Pasar Publik Merangkul Bitcoin

Sementara masalah backend lembaga keuangan yang memegang bitcoin diketahui, kami melihat peningkatan antusiasme pasar publik untuk listing terkait bitcoin. Ini termasuk perusahaan seperti Galaxy Digital, yang berfokus pada pembangunan infrastruktur institusional untuk mendukung bitcoin. Ada juga Riot Blockchain, yang berfokus pada penambangan bitcoin dan memungkinkan investor ritel untuk berbagi keuntungan dari penambangan kripto tanpa perlu repot melakukannya sendiri. Riot Blockchain juga terdaftar di NASDAQ, memberikan kredit lebih lanjut untuk daftar mereka.

Terakhir, mungkin peserta pasar publik terbesar dari ruang bitcoin adalah Coinbase. Coinbase adalah salah satu layanan broker cryptocurrency terbesar. Ini juga merupakan broker cryptocurrency besar pertama yang memiliki daftar publik. Membuktikan antusiasme pasar publik untuk semua hal bitcoin, IPO Coinbase diberi harga referensi $250 per saham dan saat dibuka, melonjak hingga $381. Kapitalisasi pasar Coinbase pada IPO adalah $86 miliar, angka yang tidak terpikirkan beberapa tahun yang lalu.

Apa Artinya Maju? 

Adopsi institusional Bitcoin menciptakan siklus yang baik yang mengarah ke adopsi total yang lebih tinggi dan, dengan itu, lebih banyak stabilitas ke seluruh jaringan. Apa yang kita lihat masih di babak awal. Sementara beberapa nama besar secara terbuka mendukung Bitcoin, mereka masih merupakan sebagian kecil dari semua lembaga keuangan.

Namun, konsekuensi yang lebih dalam tetap ada. Pertimbangkan Tesla, yang merupakan bagian besar dari indeks S&P yang memegang bitcoin di neracanya. Investor indeks pasif yang berinvestasi di S&P 500 sekarang menjadi pemegang bitcoin tidak langsung. Ini mungkin tampak tidak masuk akal, tetapi pertimbangkan bahwa Tesla selama setahun terakhir telah melihat korelasi tinggi dengan harga bitcoin, dan Tesla pada gilirannya berdampak pada harga S&P 500.

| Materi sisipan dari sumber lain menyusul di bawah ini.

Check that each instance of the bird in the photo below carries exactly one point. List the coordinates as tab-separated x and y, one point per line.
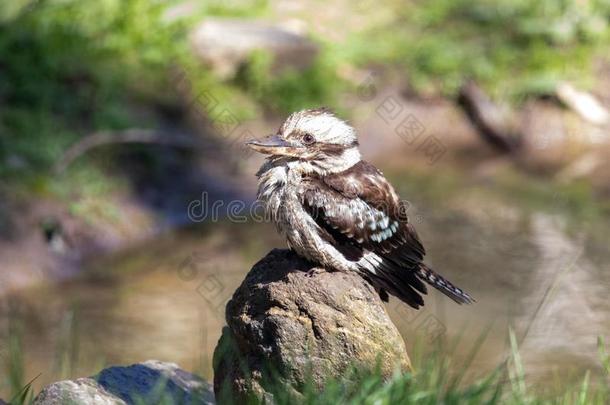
338	211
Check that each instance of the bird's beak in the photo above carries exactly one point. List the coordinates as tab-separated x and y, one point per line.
271	145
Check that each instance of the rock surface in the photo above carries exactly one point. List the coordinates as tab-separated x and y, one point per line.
150	382
225	45
302	324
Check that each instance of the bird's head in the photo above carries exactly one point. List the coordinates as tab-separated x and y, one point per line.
312	140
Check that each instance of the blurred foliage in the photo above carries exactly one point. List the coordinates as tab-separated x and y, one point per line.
70	67
291	90
514	48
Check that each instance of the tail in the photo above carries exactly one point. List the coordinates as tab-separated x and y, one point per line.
428	275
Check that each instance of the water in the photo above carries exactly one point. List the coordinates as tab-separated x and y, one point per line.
533	270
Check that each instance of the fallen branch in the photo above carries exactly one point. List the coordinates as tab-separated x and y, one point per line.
142	136
495	124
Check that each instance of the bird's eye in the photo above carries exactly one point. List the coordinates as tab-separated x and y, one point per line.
308	139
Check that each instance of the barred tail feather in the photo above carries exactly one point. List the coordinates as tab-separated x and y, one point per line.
428	275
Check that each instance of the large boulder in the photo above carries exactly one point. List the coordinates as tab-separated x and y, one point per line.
225	45
301	325
149	382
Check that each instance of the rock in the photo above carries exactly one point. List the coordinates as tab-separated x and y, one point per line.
226	44
302	324
81	391
151	381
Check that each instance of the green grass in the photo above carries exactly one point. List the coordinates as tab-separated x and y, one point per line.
435	381
513	48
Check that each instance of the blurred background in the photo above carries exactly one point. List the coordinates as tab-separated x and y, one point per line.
127	199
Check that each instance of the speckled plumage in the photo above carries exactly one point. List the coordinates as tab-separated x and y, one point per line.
339	211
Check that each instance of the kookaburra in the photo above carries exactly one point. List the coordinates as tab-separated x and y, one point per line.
339	211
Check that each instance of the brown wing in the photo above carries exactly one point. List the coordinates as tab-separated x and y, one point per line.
361	205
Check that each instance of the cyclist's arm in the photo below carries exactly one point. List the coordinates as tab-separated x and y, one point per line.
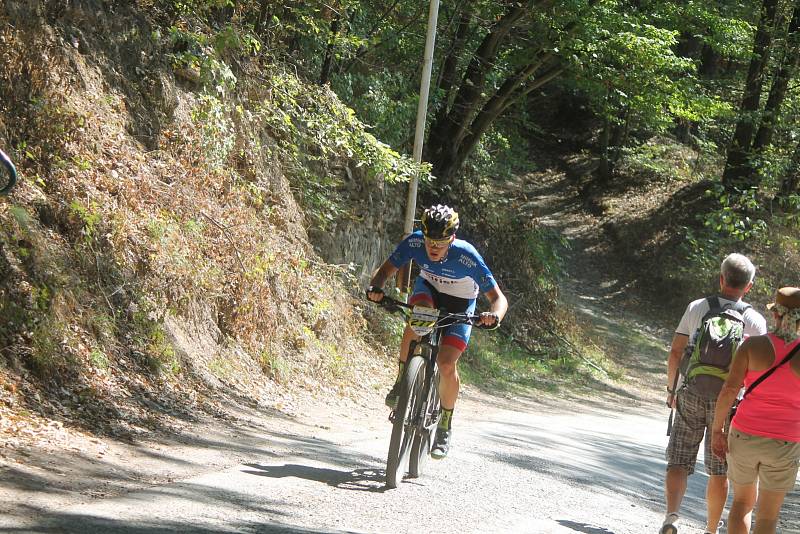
379	278
499	306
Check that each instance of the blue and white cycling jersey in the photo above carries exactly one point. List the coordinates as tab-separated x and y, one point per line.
462	273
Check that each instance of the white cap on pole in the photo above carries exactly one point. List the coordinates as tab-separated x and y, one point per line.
422	110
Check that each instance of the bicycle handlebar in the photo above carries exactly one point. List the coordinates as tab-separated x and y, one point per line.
447	319
12	173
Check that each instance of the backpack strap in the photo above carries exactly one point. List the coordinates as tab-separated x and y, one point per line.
741	306
713	308
770	371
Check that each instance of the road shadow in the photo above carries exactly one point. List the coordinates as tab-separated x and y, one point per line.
616	463
583	527
358	479
65	523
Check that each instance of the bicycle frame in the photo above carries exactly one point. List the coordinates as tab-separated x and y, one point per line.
418	410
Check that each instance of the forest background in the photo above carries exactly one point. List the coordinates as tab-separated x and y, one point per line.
206	185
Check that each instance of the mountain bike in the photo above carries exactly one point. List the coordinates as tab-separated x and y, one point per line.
12	173
418	411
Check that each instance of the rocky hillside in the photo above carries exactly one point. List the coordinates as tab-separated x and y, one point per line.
156	252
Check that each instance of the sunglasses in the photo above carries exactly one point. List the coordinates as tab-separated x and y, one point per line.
437	243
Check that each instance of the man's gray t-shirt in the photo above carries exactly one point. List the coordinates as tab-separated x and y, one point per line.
754	322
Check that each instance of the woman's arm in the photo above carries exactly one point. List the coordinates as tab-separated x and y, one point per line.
731	387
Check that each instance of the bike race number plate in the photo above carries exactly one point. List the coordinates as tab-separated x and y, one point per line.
423	319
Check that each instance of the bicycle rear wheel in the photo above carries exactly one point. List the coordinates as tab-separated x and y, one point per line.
423	439
404	427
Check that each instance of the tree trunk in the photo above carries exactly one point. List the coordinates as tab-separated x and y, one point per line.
448	78
450	127
327	63
780	84
736	172
791	181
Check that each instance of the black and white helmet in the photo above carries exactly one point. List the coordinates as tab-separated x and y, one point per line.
439	222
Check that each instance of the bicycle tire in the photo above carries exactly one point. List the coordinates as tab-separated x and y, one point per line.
403	428
423	440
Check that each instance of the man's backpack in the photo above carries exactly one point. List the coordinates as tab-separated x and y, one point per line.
707	359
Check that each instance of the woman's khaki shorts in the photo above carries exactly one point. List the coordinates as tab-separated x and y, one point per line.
773	462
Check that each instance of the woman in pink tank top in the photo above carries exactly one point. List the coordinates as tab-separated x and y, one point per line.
762	446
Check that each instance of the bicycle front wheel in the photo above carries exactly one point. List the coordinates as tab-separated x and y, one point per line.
404	427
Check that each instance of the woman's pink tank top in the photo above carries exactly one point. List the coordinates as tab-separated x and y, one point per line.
772	409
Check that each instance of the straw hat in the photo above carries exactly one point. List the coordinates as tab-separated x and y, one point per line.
788	297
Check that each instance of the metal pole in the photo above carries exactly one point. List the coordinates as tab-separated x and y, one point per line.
422	111
404	276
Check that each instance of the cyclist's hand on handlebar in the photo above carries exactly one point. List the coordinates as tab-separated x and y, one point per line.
489	320
375	294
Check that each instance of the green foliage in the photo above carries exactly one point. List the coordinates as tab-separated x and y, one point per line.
217	134
315	129
629	69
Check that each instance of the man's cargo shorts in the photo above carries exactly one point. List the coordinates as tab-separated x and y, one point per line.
693	417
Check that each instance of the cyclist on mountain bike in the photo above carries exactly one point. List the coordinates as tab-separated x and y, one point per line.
452	273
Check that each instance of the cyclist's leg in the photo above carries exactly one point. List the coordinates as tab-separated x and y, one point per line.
454	342
452	345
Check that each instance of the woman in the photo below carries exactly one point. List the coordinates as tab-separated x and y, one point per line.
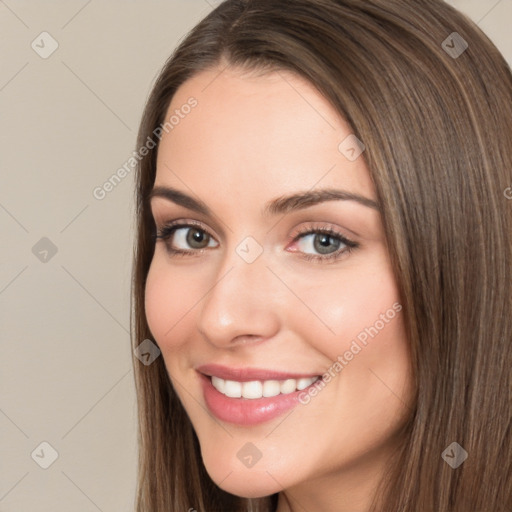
370	375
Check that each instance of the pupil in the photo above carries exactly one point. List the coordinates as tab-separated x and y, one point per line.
324	241
195	236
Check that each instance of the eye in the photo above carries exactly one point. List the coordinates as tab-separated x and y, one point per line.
185	238
327	243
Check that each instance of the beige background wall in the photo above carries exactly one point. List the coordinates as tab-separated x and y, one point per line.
67	123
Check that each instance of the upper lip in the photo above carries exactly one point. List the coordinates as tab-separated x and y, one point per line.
249	374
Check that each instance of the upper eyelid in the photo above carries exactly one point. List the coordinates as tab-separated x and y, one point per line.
184	224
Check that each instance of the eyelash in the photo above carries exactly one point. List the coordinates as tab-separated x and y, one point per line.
168	230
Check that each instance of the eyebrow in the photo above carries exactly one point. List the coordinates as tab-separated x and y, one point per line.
279	205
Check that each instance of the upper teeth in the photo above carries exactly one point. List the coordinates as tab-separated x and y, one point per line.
259	389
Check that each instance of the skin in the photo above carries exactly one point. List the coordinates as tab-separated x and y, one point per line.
252	138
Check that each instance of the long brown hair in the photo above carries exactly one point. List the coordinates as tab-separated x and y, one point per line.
436	120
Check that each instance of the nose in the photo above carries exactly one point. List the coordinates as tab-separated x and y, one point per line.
242	303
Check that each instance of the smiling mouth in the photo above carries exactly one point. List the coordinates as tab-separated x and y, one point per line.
255	389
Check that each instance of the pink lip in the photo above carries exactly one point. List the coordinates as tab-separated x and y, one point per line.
248	374
245	411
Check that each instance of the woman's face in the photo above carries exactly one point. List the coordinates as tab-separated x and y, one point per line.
265	299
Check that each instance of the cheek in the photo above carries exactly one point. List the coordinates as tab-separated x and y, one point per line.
360	304
169	302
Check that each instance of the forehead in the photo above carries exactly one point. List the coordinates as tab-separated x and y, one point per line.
267	134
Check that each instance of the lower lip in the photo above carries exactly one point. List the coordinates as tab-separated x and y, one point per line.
247	411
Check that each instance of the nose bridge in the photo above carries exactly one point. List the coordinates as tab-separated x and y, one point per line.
239	301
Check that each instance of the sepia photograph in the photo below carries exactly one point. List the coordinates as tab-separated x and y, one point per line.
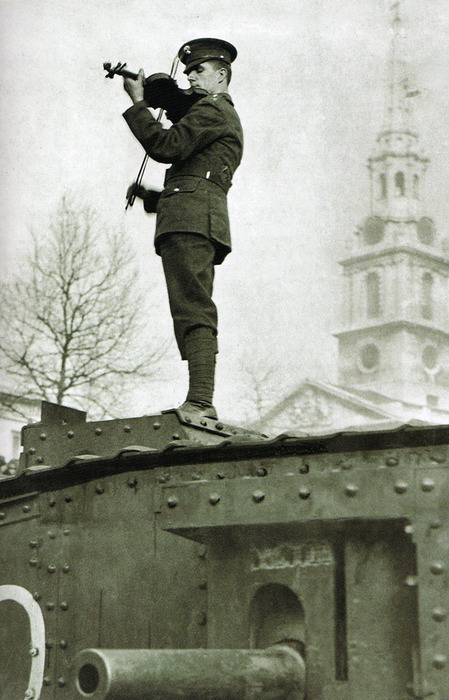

Banyak pertanyaan masih tersisa dengan tingkat adopsi. Dalam laporan Gartner yang menanyakan 50 CFO apakah mereka berencana untuk menahan bitcoin, hanya 5% yang merespons secara positif. Demikian juga, kami belum melihat apakah pemegang saham akan memberontak terhadap langkah kebijakan seperti itu oleh perusahaan.

Either way, Bitcoin telah melewati rintangan institusional, yang kemungkinan telah memberinya lebih banyak daya tahan daripada sebelumnya.